O imbróglio envolvendo a Casa de Passagem, que foi fechada no início do mês, foi o estopim para a criação do Fórum Popular de Assistência Social, formado pelo Fórum de Coletivos e Mulheres Feministas de Juiz de Fora (8M, Coletivo Feminista Classista Ana Montenegro, Coletivo Marielle Franco, Coletivo Maria Maria, Coletivo LGBT Comunista e Movimento Mulheres em Luta), pela Fundação Maria Mãe, pelo DA da Faculdade de Serviço Social da UFJF, pelo Centro de Referência dos Direitos Humanos, pelo Movimento Negro Unificado, pela Unidade Classista, pelo Sintufejuf e pelo Sinserpu.
O objetivo, como destacam os movimentos sociais que o compõem, é lutar pela mudança de perfil na assistência social, na cidade, para que seja, de fato, garantia de promoção de cidadania. Mesmo com a habilitação da Agência Adventista de Desenvolvimento e Recursos Assistenciais (Adra) pelo Conselho Municipal de Assistência Social (CMAS), permitindo o funcionando da Casa de Passagem, o fórum, concebido para atuar de forma horizontal, sem uma coordenação centralizada, afirma que irá fiscalizar os processos de chamamentos públicos, responsáveis pela seleção das entidades que irão prestar serviços de assistência social para o município.
De acordo com um de seus representantes, o coordenador do Movimento Negro Unificado, Paulo Azarias, a formação do colegiado partiu da discussão que os movimentos sociais vêm fazendo do que consideram como retrocesso na área de assistencial. “Temos visto o fim de programas que atendiam à camada mais vulnerável da sociedade. Esse público tem sido penalizado, o que culminou com esse processo traumático do fechamento da Casa de Passagem“, afirma Azarias.
Ele reitera que o Fórum Popular de Assistência Social pretende vigiar a seleção das entidades prestadoras de serviços no setor social. “A sociedade não sabe quais critérios são usados. Vamos cobrar transparência”, pontua Azarias, acrescentando: “Atuaremos junto ao Comitê Intersetorial de Políticas para Pessoas em Situação de Rua e a outros movimentos sociais para garantir uma assistência social que seja efetivamente produtora de cidadania.”

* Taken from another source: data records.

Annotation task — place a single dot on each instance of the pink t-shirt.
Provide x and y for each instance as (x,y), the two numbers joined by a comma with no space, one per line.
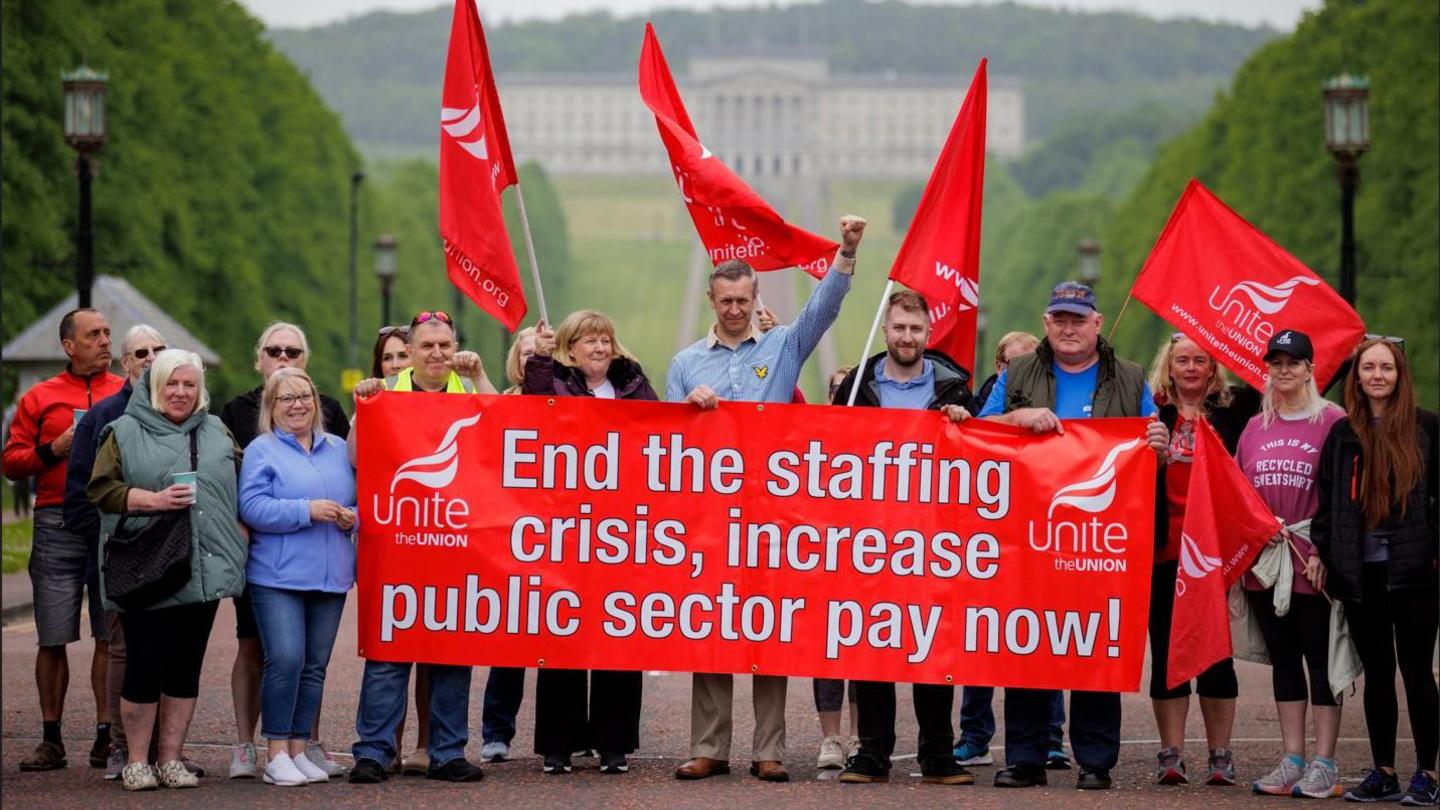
(1282,463)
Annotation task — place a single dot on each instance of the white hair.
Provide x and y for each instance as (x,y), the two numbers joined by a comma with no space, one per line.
(166,365)
(136,333)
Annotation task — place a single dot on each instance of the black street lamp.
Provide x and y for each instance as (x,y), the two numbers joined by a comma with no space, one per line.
(354,242)
(85,133)
(1089,252)
(1347,136)
(385,267)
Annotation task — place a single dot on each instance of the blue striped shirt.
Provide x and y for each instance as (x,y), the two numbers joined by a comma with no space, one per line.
(763,368)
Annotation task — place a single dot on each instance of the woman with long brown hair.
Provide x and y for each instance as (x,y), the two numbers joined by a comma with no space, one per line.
(1377,531)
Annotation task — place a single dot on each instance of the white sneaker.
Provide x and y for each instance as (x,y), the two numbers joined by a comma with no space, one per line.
(244,761)
(313,771)
(174,774)
(281,771)
(831,754)
(137,776)
(318,757)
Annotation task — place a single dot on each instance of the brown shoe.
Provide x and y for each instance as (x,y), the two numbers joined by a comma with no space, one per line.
(702,767)
(769,770)
(48,757)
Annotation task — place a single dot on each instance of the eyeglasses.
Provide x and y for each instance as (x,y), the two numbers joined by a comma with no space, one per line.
(1391,339)
(438,314)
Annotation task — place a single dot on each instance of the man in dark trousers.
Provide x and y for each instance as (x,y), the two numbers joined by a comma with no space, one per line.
(907,375)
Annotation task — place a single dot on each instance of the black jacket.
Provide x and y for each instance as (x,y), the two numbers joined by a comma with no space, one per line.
(242,415)
(1338,528)
(952,384)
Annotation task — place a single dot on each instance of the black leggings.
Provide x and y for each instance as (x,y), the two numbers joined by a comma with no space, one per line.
(1296,642)
(164,650)
(1216,682)
(1388,627)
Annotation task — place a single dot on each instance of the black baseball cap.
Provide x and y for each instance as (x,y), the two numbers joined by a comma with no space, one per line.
(1290,342)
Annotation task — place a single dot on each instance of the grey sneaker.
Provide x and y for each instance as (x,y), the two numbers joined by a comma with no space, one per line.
(318,757)
(244,761)
(115,764)
(1280,780)
(1319,781)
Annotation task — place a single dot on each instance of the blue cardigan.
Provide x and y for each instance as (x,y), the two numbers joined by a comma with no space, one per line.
(278,480)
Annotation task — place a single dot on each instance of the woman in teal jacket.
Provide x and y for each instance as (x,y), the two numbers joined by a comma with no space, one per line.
(138,454)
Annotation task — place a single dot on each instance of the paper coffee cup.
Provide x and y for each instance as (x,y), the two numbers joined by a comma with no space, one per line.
(185,479)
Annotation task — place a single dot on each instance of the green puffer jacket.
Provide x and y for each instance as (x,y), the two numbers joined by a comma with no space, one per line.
(150,447)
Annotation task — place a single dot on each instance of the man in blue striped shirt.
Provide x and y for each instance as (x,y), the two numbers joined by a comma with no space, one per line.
(738,362)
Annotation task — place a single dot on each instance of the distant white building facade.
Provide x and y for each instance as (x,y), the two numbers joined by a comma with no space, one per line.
(765,116)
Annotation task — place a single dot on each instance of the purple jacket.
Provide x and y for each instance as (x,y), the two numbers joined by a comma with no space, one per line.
(549,378)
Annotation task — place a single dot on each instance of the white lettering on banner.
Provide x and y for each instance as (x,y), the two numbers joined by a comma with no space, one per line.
(473,271)
(1069,633)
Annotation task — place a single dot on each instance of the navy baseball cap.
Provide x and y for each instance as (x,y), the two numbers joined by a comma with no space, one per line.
(1072,297)
(1290,342)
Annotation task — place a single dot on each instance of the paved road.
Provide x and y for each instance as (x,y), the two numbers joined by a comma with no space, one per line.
(650,784)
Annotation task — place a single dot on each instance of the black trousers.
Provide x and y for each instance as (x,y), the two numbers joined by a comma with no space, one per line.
(563,725)
(1393,627)
(1095,727)
(876,712)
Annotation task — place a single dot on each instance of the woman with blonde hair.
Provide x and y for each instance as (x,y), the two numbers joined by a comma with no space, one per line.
(585,358)
(298,497)
(164,454)
(1377,531)
(1278,451)
(1188,386)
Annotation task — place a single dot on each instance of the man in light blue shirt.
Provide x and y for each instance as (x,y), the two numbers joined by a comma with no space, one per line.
(738,362)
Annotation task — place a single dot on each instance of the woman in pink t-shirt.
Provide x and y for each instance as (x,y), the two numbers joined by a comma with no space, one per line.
(1279,451)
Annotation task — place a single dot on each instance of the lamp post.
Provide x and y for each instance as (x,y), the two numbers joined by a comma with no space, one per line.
(1347,136)
(85,133)
(354,242)
(1089,252)
(385,267)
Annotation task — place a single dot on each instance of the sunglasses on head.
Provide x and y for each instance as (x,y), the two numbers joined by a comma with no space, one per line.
(438,314)
(1391,339)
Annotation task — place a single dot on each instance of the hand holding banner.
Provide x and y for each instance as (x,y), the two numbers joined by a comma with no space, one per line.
(1230,288)
(772,539)
(730,218)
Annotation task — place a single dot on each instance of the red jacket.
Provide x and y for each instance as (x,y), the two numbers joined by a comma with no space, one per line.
(42,415)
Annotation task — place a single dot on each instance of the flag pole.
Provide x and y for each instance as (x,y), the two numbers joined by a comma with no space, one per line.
(1116,325)
(530,250)
(874,327)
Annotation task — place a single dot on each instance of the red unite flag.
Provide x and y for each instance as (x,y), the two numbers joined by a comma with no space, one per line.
(1226,526)
(475,166)
(732,219)
(1230,288)
(941,255)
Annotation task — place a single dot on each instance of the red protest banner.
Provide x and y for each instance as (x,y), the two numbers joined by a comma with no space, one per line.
(1230,288)
(941,255)
(730,218)
(475,166)
(779,539)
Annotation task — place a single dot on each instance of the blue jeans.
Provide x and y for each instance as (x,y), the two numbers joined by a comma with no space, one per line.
(297,633)
(978,718)
(504,689)
(383,692)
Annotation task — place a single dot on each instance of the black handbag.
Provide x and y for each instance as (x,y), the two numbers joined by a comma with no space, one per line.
(147,558)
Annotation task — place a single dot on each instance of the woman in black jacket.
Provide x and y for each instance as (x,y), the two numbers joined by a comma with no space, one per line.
(1377,532)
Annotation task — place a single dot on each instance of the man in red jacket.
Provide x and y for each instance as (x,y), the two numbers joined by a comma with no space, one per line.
(39,446)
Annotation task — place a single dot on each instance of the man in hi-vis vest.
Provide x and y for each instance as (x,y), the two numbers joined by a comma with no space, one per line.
(437,366)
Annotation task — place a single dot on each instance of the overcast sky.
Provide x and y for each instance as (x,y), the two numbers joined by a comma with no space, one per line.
(303,13)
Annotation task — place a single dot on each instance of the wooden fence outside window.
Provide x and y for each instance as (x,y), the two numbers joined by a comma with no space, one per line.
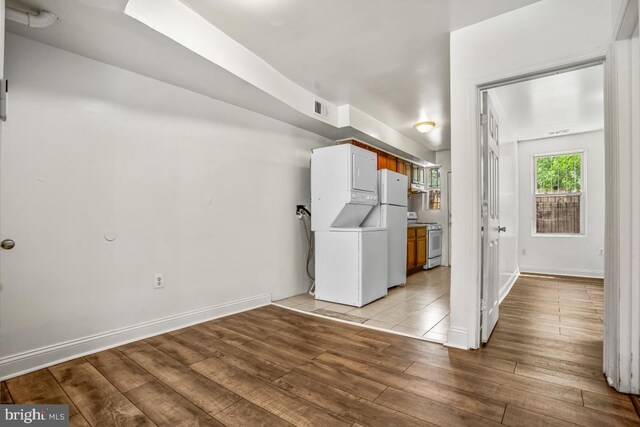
(558,214)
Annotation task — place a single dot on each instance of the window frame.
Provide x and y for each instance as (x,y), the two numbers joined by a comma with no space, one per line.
(583,193)
(426,206)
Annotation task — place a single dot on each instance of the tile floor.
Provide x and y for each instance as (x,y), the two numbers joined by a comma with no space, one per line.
(419,308)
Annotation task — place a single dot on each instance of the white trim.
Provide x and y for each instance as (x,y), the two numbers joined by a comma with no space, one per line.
(32,360)
(457,338)
(583,192)
(577,272)
(506,288)
(625,19)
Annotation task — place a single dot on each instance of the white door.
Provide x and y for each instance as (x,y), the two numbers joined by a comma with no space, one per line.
(449,216)
(490,220)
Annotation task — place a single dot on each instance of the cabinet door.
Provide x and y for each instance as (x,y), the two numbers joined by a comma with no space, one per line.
(411,253)
(421,251)
(382,160)
(392,162)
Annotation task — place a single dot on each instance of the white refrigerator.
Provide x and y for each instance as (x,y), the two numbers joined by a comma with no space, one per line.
(391,213)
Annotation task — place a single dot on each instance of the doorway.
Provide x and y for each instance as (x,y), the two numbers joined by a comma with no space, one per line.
(543,165)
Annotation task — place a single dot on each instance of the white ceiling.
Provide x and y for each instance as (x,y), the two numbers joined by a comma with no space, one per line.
(389,58)
(570,102)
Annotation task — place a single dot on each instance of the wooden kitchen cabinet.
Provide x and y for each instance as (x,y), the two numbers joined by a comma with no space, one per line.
(392,162)
(416,249)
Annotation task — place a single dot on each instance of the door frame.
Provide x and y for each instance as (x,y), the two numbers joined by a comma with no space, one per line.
(470,338)
(621,344)
(598,59)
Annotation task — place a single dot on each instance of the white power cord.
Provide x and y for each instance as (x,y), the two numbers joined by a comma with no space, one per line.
(311,251)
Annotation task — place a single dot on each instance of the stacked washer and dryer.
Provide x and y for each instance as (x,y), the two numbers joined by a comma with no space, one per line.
(357,238)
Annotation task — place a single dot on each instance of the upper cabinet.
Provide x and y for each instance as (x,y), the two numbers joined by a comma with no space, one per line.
(417,175)
(393,163)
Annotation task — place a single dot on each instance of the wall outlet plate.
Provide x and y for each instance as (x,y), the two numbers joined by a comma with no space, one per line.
(158,281)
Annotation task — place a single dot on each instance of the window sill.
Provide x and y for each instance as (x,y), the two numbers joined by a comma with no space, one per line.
(582,235)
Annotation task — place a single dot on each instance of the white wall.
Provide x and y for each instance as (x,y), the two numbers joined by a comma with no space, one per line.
(516,43)
(576,256)
(418,203)
(197,189)
(509,211)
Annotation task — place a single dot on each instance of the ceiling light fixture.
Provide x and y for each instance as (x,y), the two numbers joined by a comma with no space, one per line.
(424,127)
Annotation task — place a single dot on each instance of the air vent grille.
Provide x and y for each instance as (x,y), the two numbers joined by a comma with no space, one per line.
(320,109)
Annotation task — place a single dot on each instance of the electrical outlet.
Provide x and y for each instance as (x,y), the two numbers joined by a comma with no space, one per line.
(158,281)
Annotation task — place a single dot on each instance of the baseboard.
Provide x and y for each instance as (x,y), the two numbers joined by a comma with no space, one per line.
(506,288)
(562,271)
(32,360)
(458,338)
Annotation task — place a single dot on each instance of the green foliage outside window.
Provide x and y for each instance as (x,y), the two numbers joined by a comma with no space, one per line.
(559,174)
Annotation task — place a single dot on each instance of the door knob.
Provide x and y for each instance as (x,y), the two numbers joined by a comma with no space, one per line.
(7,244)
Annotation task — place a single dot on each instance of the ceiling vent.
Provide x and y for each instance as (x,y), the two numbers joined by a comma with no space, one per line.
(320,109)
(559,132)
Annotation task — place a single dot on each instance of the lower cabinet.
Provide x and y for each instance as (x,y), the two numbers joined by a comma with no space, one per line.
(416,248)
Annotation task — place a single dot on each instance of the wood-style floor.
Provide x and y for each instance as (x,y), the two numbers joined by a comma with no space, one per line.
(273,367)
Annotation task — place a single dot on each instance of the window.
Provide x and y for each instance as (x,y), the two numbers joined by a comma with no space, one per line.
(559,194)
(433,177)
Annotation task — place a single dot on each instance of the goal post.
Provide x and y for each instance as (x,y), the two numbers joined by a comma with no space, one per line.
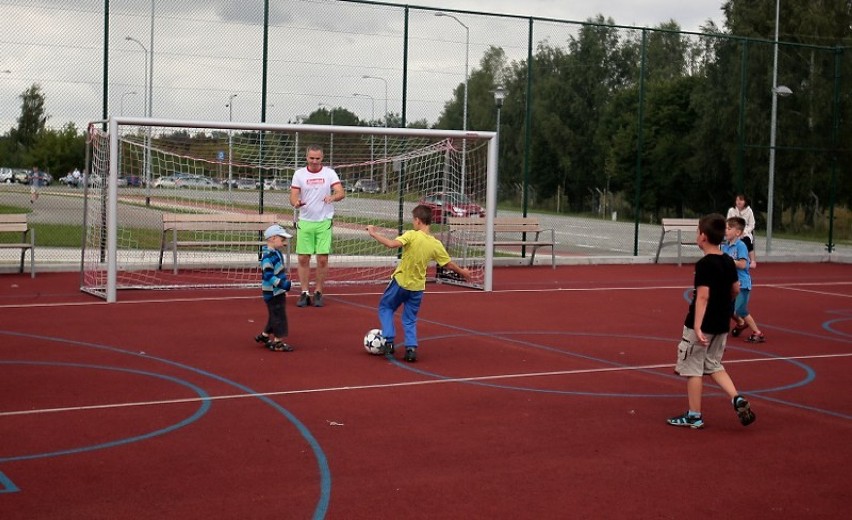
(143,173)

Secretária diz que lei vem disciplinar e dar transparência
O chamamento público é uma imposição da Lei Federal 13.019 de 2014 e visa à transparência ao estabelecer uma nova relação do Poder Público com as organizações da sociedade civil para concessão de recursos. Segundo a secretária de Desenvolvimento Social da Prefeitura de Juiz de Fora, Tammy Claret, antes de a legislação entrar em vigor, a assistência social contratava serviços por meio de convênios, às vezes, em razão da oferta de alguma entidade ou até mesmo pela proximidade dela com o Poder Público. A lei começou a valer em 1º de janeiro de 2017. Todavia, em Juiz de Fora, como o Município mantinha convênios com previsão de conclusão no final de 2017, ela só passou a vigorar em janeiro deste ano. “Agora, a seleção das entidades da área de assistência social tem uma série de quesitos a serem cumpridos. A lei vem disciplinar e dar transparência para todo o processo, regularizando e democratizando acesso ao recurso público”, afirma Tammy.
A secretária explica que o chamamento público, por meio de edital, prevê regras para o certame e expõe o termo de referência, que antecipa o serviço que a Prefeitura precisa e aquele que a entidade concorrente terá que prestar, além dos critérios de pontuação. “O processo torna-se público e diferente do que era até então, pois era possível fazer convênio com a instituição sem haver critérios. O acesso democrático permite que qualquer entidade capacitada possa concorrer, e a que apresentar a melhor proposta vença”, ressalta Tammy, acrescentando que os editais estão publicados no site da Prefeitura. Ela ainda explica que, para o chamamento, foi criada uma comissão para seleção das entidades. “Essa comissão é formada por cinco membros que são funcionários efetivos com fé pública. Todos os cidadãos e até os movimentos sociais podem, se tiverem prova que não houve lisura nesses processos, procurar o órgão específico e fazer denúncia, apresentando provas, pois seremos os primeiros a pedir a apuração, lembrando que as regras para o chamamento dão prazos para recorrer.”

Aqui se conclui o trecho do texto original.